Oklahoma is a major producer of natural gas, oil, and agricultural products. It ranks third in the nation for production of natural gas, is the 27th most agriculturally productive state, and ranks fifth in the country in wheat production. It is the fifth largest producer of crude oil and has the second largest number of oil rigs in the country. Oklahoma is fifth in cattle production and fifth in the production of wheat. Poultry and swine are also major agricultural products. Other important industries include aviation, energy, transportation equipment, food processing, electronics, and telecommunications. The aerospace sector is also among Oklahoma's largest industries, with Tulsa being home to the largest airline maintenance base in the world. It is one of the top 10 states in aerospace engine manufacturing. It is the top manufacturer of tires in North America. Other manufacturing industries include biotechnology, meat processing, oil and gas equipment manufacturing, and air conditioner manufacturing. Four Fortune 500 companies are headquartered in the state, including one of the largest truck stop and convenience store chains in the country. There are also distribution centers of several large retailers located in the state. Oklahoma has more than 50 public, private, and independent colleges and universities, including four tribal colleges. The largest public institutions in the state are Oklahoma State University, University of Oklahoma, the University of Central Oklahoma, and Northeastern State University, all with several satellite campuses throughout the state. Oklahoma City University, University of Tulsa, and the two state universities rank among the best undergraduate business programs in the country.

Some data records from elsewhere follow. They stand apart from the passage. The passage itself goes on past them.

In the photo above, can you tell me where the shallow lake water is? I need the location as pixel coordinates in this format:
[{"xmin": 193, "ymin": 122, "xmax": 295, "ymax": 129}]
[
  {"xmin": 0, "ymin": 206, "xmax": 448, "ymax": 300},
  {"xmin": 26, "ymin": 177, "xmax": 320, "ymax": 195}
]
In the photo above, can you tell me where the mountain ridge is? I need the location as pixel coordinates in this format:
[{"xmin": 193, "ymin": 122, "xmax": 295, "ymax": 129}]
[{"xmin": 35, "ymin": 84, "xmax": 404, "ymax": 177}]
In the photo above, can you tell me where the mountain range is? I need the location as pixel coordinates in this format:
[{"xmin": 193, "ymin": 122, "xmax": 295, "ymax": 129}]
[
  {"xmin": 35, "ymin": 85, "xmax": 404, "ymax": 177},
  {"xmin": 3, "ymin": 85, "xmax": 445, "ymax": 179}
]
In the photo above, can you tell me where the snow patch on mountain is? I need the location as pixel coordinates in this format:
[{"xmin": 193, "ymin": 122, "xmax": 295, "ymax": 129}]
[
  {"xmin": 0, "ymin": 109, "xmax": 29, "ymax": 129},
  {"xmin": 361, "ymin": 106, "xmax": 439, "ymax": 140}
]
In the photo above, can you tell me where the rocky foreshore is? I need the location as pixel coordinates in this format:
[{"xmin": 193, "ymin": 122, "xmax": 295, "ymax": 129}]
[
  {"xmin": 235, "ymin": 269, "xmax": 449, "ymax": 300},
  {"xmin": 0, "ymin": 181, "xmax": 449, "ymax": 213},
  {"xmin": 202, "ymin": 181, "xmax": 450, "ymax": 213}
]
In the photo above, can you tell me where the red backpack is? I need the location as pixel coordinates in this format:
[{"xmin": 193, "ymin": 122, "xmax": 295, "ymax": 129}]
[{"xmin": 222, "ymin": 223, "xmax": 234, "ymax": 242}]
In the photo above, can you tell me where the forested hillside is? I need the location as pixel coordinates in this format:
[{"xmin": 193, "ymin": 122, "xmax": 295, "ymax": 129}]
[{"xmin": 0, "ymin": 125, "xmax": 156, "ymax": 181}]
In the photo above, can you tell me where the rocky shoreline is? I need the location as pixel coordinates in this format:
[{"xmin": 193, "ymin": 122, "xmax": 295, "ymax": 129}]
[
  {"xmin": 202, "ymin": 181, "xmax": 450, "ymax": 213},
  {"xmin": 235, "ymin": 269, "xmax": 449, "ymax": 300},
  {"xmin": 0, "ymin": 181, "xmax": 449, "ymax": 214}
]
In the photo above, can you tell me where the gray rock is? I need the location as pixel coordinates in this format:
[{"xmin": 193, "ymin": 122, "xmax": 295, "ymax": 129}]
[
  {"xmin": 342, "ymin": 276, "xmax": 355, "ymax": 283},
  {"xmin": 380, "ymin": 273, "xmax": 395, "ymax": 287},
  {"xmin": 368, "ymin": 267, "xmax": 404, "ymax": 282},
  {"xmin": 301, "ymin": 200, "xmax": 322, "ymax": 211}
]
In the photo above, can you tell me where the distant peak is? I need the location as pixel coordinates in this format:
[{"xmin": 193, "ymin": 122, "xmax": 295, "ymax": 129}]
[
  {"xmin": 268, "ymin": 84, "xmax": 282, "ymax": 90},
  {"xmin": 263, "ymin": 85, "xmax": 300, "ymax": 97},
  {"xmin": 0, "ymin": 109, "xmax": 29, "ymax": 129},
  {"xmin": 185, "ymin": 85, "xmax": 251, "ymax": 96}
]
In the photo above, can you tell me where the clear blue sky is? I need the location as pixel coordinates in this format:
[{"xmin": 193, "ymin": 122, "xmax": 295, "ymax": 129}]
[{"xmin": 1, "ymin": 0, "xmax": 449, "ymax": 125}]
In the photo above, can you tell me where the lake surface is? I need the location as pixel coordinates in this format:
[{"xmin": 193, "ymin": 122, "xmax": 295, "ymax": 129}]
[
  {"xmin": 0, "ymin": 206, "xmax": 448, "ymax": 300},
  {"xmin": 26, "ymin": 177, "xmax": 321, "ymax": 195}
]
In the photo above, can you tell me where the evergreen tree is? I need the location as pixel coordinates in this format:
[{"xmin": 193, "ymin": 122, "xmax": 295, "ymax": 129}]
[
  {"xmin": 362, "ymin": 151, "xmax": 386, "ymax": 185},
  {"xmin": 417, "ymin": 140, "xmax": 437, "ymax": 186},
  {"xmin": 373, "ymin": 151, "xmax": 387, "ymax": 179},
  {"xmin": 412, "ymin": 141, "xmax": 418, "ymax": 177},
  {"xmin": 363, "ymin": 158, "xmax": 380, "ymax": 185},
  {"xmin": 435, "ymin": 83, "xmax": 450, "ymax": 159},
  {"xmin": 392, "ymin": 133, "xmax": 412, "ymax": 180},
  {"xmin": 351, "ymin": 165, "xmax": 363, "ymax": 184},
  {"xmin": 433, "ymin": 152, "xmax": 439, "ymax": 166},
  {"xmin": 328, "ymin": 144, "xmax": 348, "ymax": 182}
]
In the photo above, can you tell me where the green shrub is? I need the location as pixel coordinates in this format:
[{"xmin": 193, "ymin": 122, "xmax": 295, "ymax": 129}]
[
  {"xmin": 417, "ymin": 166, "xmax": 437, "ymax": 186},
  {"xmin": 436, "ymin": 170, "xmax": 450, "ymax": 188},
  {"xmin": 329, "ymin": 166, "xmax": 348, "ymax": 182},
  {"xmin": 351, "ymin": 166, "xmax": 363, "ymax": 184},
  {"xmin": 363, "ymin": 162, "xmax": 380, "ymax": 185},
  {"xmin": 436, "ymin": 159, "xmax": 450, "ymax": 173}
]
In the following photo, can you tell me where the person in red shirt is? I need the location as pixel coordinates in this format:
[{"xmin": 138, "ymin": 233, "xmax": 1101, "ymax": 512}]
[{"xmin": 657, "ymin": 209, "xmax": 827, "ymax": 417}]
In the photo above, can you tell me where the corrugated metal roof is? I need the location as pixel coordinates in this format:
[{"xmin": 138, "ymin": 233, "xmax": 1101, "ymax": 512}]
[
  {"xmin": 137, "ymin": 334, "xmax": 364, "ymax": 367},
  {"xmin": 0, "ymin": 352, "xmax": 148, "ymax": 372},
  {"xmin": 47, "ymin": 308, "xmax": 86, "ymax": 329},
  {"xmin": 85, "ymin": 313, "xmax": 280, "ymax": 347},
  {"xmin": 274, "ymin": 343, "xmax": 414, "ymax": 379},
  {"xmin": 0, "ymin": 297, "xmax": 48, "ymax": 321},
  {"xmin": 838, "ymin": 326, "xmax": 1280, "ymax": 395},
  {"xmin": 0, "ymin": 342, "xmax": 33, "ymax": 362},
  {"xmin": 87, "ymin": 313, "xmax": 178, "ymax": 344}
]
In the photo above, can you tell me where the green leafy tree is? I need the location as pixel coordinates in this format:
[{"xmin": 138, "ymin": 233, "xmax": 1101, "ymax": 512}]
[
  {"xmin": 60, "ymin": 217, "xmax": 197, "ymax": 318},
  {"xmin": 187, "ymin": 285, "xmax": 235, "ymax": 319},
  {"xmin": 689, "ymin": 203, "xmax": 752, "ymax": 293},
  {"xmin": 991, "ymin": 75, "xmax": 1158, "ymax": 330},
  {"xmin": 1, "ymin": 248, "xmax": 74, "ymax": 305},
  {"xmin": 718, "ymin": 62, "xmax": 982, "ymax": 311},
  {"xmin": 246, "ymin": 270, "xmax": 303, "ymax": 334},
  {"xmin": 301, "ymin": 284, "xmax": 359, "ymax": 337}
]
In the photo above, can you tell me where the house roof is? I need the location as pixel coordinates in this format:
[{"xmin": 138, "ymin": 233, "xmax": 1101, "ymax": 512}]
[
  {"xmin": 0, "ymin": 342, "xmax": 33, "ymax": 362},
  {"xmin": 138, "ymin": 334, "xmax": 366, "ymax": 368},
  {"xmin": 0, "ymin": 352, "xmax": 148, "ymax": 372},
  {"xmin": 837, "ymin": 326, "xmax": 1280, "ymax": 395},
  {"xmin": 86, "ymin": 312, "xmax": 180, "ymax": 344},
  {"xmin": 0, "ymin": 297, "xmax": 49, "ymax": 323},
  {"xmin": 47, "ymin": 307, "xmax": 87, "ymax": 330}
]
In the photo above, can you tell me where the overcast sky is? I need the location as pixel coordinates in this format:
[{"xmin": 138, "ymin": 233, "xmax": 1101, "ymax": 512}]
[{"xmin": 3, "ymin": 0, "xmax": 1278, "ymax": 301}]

Most of Oklahoma lies in the Great Plains, Cross Timbers, and U.S. Interior Highlands, and the landscape contains mountain ranges, prairie, mesas, and forests. Oklahoma is one of four states to harbor more than 10 distinct ecological regions, with 11 in its borders, which is more per square mile than any other state. There are four primary mountain ranges: the Ouachita Mountains, the Arbuckle Mountains, the Wichita Mountains, and the Ozark Mountains. A portion of the Flint Hills stretches into the north central area of the state. The northwestern corner of the state has a rolling flat landscape with intermittent canyons and mesa ranges. The southwestern region is partial plains dotted with small island mountain ranges. The central region of the state is covered by transitional prairie and oak savannahs. The Ozark and Ouachita Mountains stretch west to east over the eastern third of the state. There are more than 500 named creeks and rivers in Oklahoma, and it holds the nation's highest number of artificial reservoirs, with more than 200 lakes created by dams. Oklahoma has more than 70 state and national protected parks and wildlife areas. Six percent of the state's 10 million acres of forest is public land, including part of the Ouachita National Forest, the oldest and largest national forest in the southern part of the country. Chickasaw National Recreation Area is the largest of the federally-protected areas, with 9,899 acres. Other notable parks include Wichita Mountains National Wildlife Refuge, Okmulgee State Park, including beautiful Okmulgee Lake, Robbers Cave State Park, with scenic bluffs and the hilly woodlands of the San Bois Mountains, Beavers Bend State Park, featuring a resort lodge, cabins, RV camping along the shores of Broken Bow Lake and the Mountain Fork River, Lake Texoma State Park, an 89,000-acre reservoir that is one of the most popular lake destinations in the country, and Alabaster Caverns State Park, featuring a three quarter-mile cavern formed of alabaster, a rare form of gypsum, the largest natural gypsum cave open to the public. There are also hundreds of sites throughout the state on the National Register of Historic Places, as well as museums and other places of interest featuring pioneer and Native American history.